Last week we discussed the requirements for retention and destruction of credit information once the Privacy Act amendments commence on 12 March 2014.
Please note that there are different requirements for credit providers (CPs) and credit reporting bodies(CRBs): sections 20J and 21S apply to CPs. Sections 20D, 20V, 20W, 20X and 20Y apply to CRBs.
New section 21S is the provision relevant to credit reports that have been obtained by a CP from a CRB.
Currently credit providers usually mark a used credit report “no longer current” or “not to be used for future assessment”.

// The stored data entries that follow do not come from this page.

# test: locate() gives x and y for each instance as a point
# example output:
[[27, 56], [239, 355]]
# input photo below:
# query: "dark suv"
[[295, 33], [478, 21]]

The new obligation under section 21S(2) is to “to destroy the information or to ensure that the information is de-identified” if “…the provider no longer needs the information for any purpose for which the information may be used … and … the provider is not required by or under an Australian law, or a court/tribunal order, to retain the information”.
Subsection 6(1) defines “de-identified” as “personal information is de-identified if the information is no longer about an identifiable individual or an
individual who is reasonably identifiable.”
Paragraph 1.2(g) of the CR Code explains that the obligation to destroy includes an obligation to put the information “beyond use” if it is electronic form.
CPs need to review their procedures for holding credit reports once they have been used for the relevant credit application.
How long they can be retained for depends on the purpose for which they were obtained.
Whether the reports are destroyed or de-identified will depend on whether they are in paper or electronic form.
Failure to comply with section 21S(2) is punishable by a civil penalty of up to 1,000 penalty units ($170,000).